Twice, after she entered the broken stretch she looked back, but could
see no sign of them. She did not know that at that moment Chavis and
Kester, enraged and disgusted over the trick she had played on them, were
riding slowly through the valley toward their shack.

She was almost through the broken stretch when the pony stumbled. She
pulled quickly on the reins, and the pony straightened. But instantly she
felt its forelegs stiffen, felt it slide; the thought came to her that it
must have slid on a flat rock or a treacherous stretch of lava. It
struggled like a cat, to recover its balance, grunting and heaving with
the effort, but went down, finally, sideways, throwing her out of the
saddle.

She had anticipated the fall and had got her feet out of the stirrups,
and she alighted standing, braced for the shock. Her left foot struck the
top of a jagged rock, slipped, doubled under her, and she felt a sharp,
agonizing pain in the ankle. For a moment she paid no attention to it,
however, being more concerned for the pony, but when she noted that the
animal had got up, seemingly none the worse for the fall, she suddenly
realized that the ankle pained her terribly, and she hopped over to a
flat rock and sat on it, to examine the injury. She worked the ankle
rapidly back and forth, each movement bringing tears to her eyes. She had
almost forgotten about her pursuers, and when she thought of them she got
up and limped toward the pony, which had wandered a little away from
where it had fallen.

And now the pony, which had performed so nobly for her during the miles
she had ridden to reach this spot, suddenly seemed determined to undo all
his service by yielding to a whim to avoid capture.

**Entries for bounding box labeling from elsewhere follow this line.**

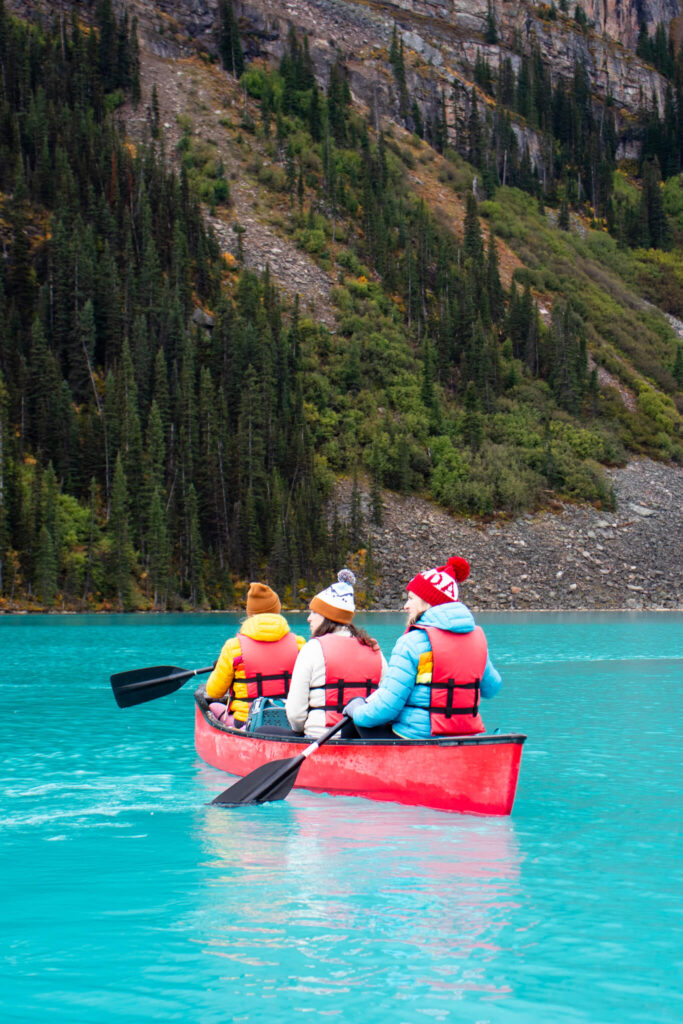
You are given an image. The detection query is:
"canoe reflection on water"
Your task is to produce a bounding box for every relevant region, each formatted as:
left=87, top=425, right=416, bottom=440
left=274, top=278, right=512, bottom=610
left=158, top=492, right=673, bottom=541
left=194, top=769, right=520, bottom=998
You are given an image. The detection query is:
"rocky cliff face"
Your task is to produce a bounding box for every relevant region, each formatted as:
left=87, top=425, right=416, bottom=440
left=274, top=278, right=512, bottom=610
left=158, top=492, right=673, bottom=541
left=581, top=0, right=681, bottom=49
left=9, top=0, right=683, bottom=161
left=138, top=0, right=681, bottom=160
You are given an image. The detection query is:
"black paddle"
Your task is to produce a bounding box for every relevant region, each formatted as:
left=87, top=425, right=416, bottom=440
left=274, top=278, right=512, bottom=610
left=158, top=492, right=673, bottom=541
left=211, top=716, right=349, bottom=807
left=111, top=665, right=213, bottom=708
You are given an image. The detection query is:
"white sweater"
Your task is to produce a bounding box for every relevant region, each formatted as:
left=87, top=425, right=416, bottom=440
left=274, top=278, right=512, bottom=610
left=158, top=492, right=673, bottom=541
left=285, top=627, right=387, bottom=738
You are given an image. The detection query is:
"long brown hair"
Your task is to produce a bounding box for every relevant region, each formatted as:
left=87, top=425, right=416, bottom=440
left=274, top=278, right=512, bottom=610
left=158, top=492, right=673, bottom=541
left=311, top=615, right=380, bottom=650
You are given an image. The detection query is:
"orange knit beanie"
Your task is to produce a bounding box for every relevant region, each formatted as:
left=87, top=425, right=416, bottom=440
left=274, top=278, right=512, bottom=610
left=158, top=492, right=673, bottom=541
left=247, top=583, right=281, bottom=615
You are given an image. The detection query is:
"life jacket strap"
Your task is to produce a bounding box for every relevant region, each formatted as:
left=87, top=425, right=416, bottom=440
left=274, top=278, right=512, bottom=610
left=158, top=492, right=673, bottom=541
left=242, top=671, right=292, bottom=700
left=405, top=679, right=481, bottom=718
left=310, top=679, right=377, bottom=714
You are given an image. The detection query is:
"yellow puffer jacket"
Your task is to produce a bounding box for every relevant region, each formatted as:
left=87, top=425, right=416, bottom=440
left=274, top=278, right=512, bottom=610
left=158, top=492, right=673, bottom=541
left=206, top=611, right=306, bottom=722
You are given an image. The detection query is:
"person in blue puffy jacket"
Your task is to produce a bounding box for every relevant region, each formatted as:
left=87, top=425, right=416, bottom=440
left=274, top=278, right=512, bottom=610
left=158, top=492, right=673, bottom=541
left=344, top=558, right=501, bottom=739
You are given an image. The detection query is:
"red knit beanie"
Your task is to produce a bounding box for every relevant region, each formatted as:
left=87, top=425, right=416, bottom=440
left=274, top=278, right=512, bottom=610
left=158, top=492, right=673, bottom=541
left=405, top=556, right=470, bottom=604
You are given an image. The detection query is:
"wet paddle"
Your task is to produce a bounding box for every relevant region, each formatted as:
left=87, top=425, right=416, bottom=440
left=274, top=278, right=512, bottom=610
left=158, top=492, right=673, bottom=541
left=111, top=665, right=213, bottom=708
left=211, top=716, right=349, bottom=807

She tried threats, flattery, cajolery. Twice more she hobbled painfully
near him, and each time he unconcernedly walked away. The third time, he
allowed her to come very close, and just when she felt that success was
very near, he snorted with pretended fright, wheeled, and slashed out
with both hoofs at her and galloped off a full quarter of a mile. She
could see him standing and looking at her, his ears erect, before the
darkness blotted him from view altogether.

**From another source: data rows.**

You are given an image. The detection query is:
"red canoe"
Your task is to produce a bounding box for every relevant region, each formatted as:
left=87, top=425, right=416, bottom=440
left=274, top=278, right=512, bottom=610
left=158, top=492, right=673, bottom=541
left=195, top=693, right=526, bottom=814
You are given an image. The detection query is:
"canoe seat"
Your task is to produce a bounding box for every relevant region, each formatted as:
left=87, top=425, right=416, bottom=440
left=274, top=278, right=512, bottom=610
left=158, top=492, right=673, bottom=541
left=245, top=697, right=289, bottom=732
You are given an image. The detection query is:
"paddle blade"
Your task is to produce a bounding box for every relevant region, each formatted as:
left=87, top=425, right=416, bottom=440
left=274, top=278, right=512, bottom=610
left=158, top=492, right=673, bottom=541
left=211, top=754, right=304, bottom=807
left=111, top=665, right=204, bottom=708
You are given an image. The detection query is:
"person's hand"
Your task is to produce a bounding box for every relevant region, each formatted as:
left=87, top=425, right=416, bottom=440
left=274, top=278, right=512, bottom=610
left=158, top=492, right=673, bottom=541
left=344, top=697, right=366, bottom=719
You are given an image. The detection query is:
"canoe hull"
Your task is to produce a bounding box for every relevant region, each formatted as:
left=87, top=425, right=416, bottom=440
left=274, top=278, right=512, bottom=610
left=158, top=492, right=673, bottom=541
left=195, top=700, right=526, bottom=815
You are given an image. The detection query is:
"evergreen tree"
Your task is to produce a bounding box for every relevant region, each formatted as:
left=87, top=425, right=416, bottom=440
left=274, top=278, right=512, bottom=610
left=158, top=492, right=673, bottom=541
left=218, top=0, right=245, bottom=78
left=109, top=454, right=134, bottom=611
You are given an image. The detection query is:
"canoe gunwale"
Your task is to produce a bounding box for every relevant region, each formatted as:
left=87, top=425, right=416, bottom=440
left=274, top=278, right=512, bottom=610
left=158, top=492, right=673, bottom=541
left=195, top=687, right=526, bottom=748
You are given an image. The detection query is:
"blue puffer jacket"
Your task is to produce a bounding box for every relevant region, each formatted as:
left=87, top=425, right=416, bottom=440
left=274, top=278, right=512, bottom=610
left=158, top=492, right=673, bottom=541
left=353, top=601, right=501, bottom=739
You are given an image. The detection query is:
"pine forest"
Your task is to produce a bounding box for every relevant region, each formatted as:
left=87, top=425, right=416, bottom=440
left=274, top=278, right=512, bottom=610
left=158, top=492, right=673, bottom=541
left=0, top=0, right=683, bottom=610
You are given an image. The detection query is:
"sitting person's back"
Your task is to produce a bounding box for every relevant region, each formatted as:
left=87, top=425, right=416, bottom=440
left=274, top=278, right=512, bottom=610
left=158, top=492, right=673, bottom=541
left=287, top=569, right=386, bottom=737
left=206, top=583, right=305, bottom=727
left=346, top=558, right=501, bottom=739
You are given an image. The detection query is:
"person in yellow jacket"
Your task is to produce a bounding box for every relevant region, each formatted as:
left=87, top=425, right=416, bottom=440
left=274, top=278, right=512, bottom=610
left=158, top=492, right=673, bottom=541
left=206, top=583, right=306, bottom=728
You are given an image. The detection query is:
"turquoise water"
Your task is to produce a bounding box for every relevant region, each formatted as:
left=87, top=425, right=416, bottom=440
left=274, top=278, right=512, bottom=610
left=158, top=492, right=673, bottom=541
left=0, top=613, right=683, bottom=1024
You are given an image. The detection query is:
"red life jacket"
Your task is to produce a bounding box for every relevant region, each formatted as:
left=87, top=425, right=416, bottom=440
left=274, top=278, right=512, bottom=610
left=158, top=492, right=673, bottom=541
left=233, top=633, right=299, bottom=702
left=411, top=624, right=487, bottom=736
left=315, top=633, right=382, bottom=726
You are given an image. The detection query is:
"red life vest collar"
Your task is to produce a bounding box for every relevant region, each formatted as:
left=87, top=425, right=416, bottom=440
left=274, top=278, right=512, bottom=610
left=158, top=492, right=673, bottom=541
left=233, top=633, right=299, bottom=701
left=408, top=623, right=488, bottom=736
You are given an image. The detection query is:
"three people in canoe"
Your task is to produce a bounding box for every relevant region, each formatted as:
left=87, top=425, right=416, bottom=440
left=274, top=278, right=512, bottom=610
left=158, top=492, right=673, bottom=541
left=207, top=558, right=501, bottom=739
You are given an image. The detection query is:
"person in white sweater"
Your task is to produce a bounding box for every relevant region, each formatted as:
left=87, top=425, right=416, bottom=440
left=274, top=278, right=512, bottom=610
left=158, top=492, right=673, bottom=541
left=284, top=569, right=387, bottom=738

She tried again, groping her way painfully over rocks, slipping,
stumbling, holding her breath from fear of snakes--but she could not find
the pony. And then, white, shaking, clammy from her dread of the
darkness, the awesome silence, and the possibility of Chavis and Kester
finding her here, she groped blindly until she found a big rock rising
high above its fellows, and after a struggle during which she tore the
skin from her hands and knees, she climbed to its top and crouched on it,
shuddering and crying. And she thought of Randerson; of his seriousness
and his earnestness when he had said:

"I reckon you don't know hate or fear or desperation.... Out here things
run loose, an' if you stay here long enough, some day you'll meet them
an' recognize them for your own--an' you'll wonder how you ever got along
without them."

Well, she hated now; she hated everything--the country included--with a
bitterness that, she felt, would never die. And she had felt fear, too,
and desperation. She felt them now, and more, she felt a deep humility,
and she felt a genuine respect for Randerson--a respect which more than
counterbalanced her former repugnance toward him for the killing of
Pickett. For she knew that a while ago, if she had had a pistol with her,
she would have killed Chavis and Kester without hesitation.